Man wird still davon. Eigentlich findet man keine Worte mehr. Die Seele ist wie das Mädchen mit dem Stern auf der Stirn aus dem Grimmschen Märchen,4 das seine Brüder erlösen will. Sie muss aus Liebe zu ihnen sieben Jahre schweigen…

Mieke Mosmuller beschreibt in dem Buch über die dritte Hierarchie, dass wir im reinen Denken, das noch vor jedem persönichen Gedanken liegt, die Hierarchie der Engel finden können. Sie wirken in unserem gewöhnlichen Bewusstsein:5

,Wenn wir, von unserem Denken ausgehend, die Engel gewahr werden wollen, dann ist es notwendig, dass wir wissen, dass überall da, wo in der Erkenntnis ein Thema ist, wo alle Menschen sich einig sind, da der Engel mitdenkt.’ [...]
,Überall da, wo doch etwas allgemein Gültiges gedacht wird, auch im gewöhnlichen Denken, sind sie da. Man könnte sagen: In dem reinen Denken in der Wahrnehmung sind sie da. Das haben wir auch öfters geübt, dass man versucht, sich in der sinnlichen Wahrnehmung so zu beherrschen, dass man nur denkt, was da ist, oder eigentlich auch das noch nicht. Dass man in der Wahrnehmung weiß, was man sieht oder hört oder was auch immer, aber nicht weitergeht, das hat auch allgemeine Bedeutung, da wirken die Engel vorzugsweise. In diesem reinen Gedankenelement also, wo das Persönliche noch gar nicht dabei ist, was vor jedem Gedanken liegt, da haben wir es fortwährend mit den Engeln zu tun.’ [...]
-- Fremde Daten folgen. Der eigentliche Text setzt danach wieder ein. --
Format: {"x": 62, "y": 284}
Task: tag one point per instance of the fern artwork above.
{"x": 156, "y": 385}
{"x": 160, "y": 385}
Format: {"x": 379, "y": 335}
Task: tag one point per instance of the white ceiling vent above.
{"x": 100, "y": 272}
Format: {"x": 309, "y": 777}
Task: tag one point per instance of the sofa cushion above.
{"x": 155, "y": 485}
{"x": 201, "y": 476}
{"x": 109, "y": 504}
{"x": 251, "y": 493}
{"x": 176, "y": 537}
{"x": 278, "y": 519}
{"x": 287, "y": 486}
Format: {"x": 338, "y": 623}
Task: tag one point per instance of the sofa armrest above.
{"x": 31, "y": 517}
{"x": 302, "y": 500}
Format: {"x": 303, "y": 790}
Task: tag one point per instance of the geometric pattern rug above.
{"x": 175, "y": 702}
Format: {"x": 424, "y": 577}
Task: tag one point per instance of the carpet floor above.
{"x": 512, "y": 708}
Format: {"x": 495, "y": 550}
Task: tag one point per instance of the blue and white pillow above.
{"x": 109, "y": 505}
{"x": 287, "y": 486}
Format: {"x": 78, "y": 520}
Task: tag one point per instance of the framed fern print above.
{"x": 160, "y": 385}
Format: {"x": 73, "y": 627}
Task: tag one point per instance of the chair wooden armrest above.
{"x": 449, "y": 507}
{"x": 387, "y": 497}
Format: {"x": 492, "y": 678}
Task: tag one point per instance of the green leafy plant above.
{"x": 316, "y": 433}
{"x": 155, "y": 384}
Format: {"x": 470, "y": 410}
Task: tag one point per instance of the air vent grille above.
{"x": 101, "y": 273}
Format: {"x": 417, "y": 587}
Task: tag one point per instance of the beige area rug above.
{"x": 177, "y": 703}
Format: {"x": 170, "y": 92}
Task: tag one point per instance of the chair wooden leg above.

,Man kann sich vorstellen, dass ich in dem Moment, wo ich mir dessen bewusst werde, dessen ich mir sonst nie bewusst bin, mich so verwandle, dass ich mit dem Engel eins werde. Dann tun wir für die Engel, was Alanus uns aufgibt: dass wir Wesenszüge der Hierarchien denken, ehrfurchtsvoll denken, und dann auch wirklich bei diesen Wesen sind, und nicht nur bei diesen Wesen, sondern eins mit ihnen sind.’

Haben wir dieses Denken in der Wahrnehmung gefunden, dann kann dies auch eine große Stütze auf dem meditativen Weg sein. Mieke Mosmuller:6

,Es ist eine große Stütze, wenn man sich dieses unmittelbaren Denkens in der sinnlichen Wahrnehmung gesondert bewusst werden kann. Man hat dann ein anschauendes Denken, das man anwenden kann, wenn man meditiert [...]. Denn auf der einen Seite nimmt man in der Meditation einen Inhalt, der nicht aus den Sinnen kommt, und auf der anderen Seite schaut man denkend diesen meditativen Inhalt mit einem originär reinen, nicht auf Erinnerung beruhenden anschauenden Denken an. Es ist Herkulesarbeit, aber diese Arbeit führt zu der großartigsten Befreiung, die in einem Menschenleben stattfinden kann: zur Befreiung der Menschenseele aus dem Leib, wä- hrend das Bewusstsein erhalten bleibt.’

Jesuskind

1 Rudolf Steiner: Frühere Geheimhaltung und jetzige Veröffentlichung übersinnlicher Erkenntnisse.

2 Mieke Mosmuller: Über die Hierarchien der Engel. Die dritte Hierarchie. 16. Stunde. Occident 2018.

3 Mehr über dieses Thema in Mieke Mosmuller: Meditation. Occident 2001.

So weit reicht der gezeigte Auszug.